An attribute syntax defines a standard data type which an attribute uses to store its values in the NDS tree. The syntax definitions are static definitions represented in basic C-code format. For example, the schema includes the following attribute syntaxes:
The Case Ignore String syntax is used in attributes whose values are strings and where the case (upper or lower) is not significant.
The Integer syntax is used for attributes whose values are signed integers.
For a complete list of the attribute syntaxes defined in the schema, see Attribute Syntax Definitions.
Attribute type definitions are built on attribute syntaxes. Developers extending the schema can create new attribute types using these syntaxes, but they cannot create any new syntax definitions.
An attribute syntax consists of a single data type. Matching rules indicate the characteristics that are significant when comparing two values of the same syntax. There are three primary matching rules:
To match for equality, two values must be identical, use the same attribute syntax, and conform to the data type of the attribute syntax. Most syntaxes specify a match for equality. NDS™ checks that the values being matched conform to the data type of the syntax. NDS will not attempt to match two values if the syntax does not specify a match for equality.
To match for ordering, a syntax must be open to comparisons of less than, equal to, and greater than. For example, 50 is less than 100, and N is greater than B.
To match substrings, a syntax must be open to search and comparison patterns that include the asterisk (*) wildcard.

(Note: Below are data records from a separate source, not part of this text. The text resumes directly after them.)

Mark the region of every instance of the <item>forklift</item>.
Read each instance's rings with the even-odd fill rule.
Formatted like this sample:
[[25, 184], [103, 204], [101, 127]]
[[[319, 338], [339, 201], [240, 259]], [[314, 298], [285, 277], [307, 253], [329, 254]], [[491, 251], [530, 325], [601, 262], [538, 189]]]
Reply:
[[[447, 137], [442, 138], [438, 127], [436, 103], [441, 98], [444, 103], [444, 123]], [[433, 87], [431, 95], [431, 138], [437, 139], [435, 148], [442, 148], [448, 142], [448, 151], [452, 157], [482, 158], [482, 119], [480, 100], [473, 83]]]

For example, in a syntax using substring matching, N*V*L would match NAVAL, NAVEL, or NOVEL.
An approximate comparison rule can be used in searches and comparisons on syntaxes with lists of strings and syntaxes with multiple fields and an ID field:
The approximate rule determines whether a string is present in a syntax with a string list.
The approximate rule determines whether an ID matches the ID in a corresponding field while ignoring the other fields in the syntax. Although most of the API structures for syntaxes require an object name, NDS replaces these names with IDs in the comparison and search operations.

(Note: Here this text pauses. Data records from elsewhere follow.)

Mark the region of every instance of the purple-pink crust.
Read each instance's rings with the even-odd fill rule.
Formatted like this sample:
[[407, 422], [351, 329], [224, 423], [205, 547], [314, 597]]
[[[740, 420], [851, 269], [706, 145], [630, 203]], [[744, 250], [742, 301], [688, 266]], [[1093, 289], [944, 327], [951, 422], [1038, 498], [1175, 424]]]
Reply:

This NDS approximate matching rule is quite different from the LDAP approximate matching rule.
A syntax can specify one or more of these matching rules. For example, the Case Ignore String syntax specifies matching rules of equality and substrings.
A syntax can also specify qualifiers for comparison which ignore characters such as dashes, leading spaces, trailing spaces, and multiple consecutive internal spaces. All string syntaxes use comparison operations that ignore extra spaces. Other qualifiers allow only digits or only printable characters.
The Attribute Syntax Definitions section lists the names of each syntax in alphabetical order. The name of the syntax is followed by a brief description of how the syntax is used.
Each syntax defines the following information:
A 32-bit integer used as an identifier in Application Programming Interface (API) functions that transfer attribute values in and out of NCP™ message buffers. The syntax IDs are defined in nwdsdefs.h.
A C structure supported by the NDS API.
The format the syntax takes when it is transferred on the wire.
The rules for matching two values that comply with the syntax.
A list of attribute type definitions that use the syntax.
Additional information that may include information concerning comparisons, explanations of structure members, and qualifiers.
To determine which syntax is used for a particular attribute type, refer to the attribute’s syntax specification in the Base Attribute Definitions.